The S&P 500 Index (SNPINDEX:^GSPC) finally broke its nasty three-day tumble into the new year Tuesday, ending in the green as the U.S. November trade deficit narrowed and tech leaders began showing off their new wares at the Consumer Electronics Show in Las Vegas. The S&P ended with 11-point, or 0.6%, gains, finishing at 1,837, or just 0.6% off the all-time highs it set going into 2014.
Video-streaming service Netflix (NASDAQ:NFLX) was, for a change, not a boon to the benchmark index, ending as the day's absolute worst performer. It's quite a role reversal for Netflix stock, which was the S&P's single largest gainer in 2013, rocketing 298% as it posted impressive subscriber growth. Netflix came into its own last year with critically acclaimed original series like House of Cards, and Orange Is the New Black. That said, shares were off 5.6% Tuesday, after Morgan Stanley downgraded the stock to an "underperform" rating, lamenting an onslaught of competition that threatens to slow subscriber growth and jack up the prices of acquiring new content.
Michael Kors (NYSE:CPRI), one of the newer kids on the block of luxury fashion apparel, is also one of the newest additions to the S&P 500 Index, which it joined less than two months ago. Alas, like Netflix, Michael Kors stock couldn't escape the wrath of a downgrade: shares tumbled 3.8% after a Citi analyst downgraded the stock to "neutral" from "buy," noting Kors' remarkable run-up had left the stock fairly priced. Unfortunately for Michael Kors enthusiasts, the downgrade only made the stock cheaper, not the handbags.
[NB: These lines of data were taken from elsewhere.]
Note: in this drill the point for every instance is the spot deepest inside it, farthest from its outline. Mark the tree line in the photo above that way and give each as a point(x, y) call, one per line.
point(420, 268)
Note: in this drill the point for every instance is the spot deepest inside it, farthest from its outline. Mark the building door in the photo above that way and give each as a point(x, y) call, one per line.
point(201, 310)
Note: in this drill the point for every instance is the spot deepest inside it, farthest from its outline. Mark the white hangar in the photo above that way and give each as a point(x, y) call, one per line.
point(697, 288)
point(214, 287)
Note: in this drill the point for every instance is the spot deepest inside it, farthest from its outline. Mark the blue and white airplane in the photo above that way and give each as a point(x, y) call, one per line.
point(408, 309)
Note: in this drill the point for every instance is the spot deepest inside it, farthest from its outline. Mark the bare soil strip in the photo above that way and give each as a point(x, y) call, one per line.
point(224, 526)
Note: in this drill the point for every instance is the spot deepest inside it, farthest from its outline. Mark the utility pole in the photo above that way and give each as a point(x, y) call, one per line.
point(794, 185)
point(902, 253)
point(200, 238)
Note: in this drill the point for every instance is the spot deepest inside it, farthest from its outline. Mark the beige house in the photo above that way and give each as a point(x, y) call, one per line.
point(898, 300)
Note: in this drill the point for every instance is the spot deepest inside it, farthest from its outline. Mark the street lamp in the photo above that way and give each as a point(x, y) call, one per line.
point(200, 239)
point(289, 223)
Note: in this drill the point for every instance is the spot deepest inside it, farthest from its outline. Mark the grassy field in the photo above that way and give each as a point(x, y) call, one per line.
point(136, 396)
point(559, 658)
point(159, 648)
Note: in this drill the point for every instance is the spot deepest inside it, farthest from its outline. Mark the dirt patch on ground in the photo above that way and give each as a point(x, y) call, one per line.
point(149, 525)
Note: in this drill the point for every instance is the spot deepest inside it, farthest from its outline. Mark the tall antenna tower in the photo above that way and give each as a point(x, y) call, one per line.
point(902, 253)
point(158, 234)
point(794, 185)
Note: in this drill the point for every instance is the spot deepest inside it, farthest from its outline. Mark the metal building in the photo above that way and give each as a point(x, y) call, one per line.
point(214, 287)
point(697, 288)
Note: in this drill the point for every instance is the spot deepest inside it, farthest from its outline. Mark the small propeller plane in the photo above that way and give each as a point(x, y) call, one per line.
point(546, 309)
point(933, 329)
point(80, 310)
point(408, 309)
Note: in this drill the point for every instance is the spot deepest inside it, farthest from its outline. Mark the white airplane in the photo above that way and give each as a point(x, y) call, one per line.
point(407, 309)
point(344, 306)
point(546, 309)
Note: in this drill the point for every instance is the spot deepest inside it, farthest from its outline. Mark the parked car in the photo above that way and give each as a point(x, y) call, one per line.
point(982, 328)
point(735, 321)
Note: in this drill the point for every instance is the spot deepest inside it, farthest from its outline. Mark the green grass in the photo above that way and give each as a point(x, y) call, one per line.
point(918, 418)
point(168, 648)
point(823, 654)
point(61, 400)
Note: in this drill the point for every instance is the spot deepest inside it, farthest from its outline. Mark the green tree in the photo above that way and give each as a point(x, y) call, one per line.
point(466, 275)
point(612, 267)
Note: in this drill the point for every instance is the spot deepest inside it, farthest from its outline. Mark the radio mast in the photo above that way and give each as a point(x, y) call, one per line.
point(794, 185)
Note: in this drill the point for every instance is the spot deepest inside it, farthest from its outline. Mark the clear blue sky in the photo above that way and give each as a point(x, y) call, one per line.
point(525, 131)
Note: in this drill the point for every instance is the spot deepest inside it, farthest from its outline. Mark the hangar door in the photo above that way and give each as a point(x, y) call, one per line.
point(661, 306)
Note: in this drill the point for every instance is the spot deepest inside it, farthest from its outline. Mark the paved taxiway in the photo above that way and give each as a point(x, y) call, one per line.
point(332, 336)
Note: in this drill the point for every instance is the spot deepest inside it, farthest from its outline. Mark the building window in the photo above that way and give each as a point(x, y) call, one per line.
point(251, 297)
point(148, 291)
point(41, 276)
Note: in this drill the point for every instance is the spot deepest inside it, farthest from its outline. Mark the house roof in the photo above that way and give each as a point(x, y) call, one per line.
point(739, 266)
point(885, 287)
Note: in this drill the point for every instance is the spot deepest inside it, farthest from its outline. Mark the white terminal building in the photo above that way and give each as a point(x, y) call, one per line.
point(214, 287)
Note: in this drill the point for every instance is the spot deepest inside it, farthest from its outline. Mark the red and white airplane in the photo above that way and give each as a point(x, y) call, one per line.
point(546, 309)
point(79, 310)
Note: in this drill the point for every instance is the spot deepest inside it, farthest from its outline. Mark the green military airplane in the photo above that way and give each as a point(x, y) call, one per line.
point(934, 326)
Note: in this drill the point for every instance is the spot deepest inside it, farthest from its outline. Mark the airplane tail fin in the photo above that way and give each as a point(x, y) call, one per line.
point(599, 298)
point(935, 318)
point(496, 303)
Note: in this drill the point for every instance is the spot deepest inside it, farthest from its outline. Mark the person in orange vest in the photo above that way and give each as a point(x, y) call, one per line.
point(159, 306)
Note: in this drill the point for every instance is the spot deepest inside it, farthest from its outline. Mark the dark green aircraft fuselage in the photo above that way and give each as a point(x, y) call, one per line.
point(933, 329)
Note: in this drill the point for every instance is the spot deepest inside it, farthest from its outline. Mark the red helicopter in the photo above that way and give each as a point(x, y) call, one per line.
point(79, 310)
Lastly, shares of big-box electronics retailer Best Buy (NYSE:BBY) tumbled, shedding 2.6% today. Like Netflix, Best Buy posted a stellar 2013, ending as the third best performer in the 500-stock index on gains of 237%. Now of course, those sorts of gains can't be expected every year (or frankly, every decade), but outperformance becomes even harder when industry peers start moaning about how awful holiday sales were. The offending peer, the $350 million Indianapolis electronics store hhgregg, is the sort of company Best Buy could swallow whole if it were looking to eat healthy in the new year. Size aside, Wall Street fears the steep same-store sales slump experienced by hhgregg could be endemic to brick-and-mortar electronics retailers, which could make for an ugly sell-off at the end of February when Best Buy reports quarterly results.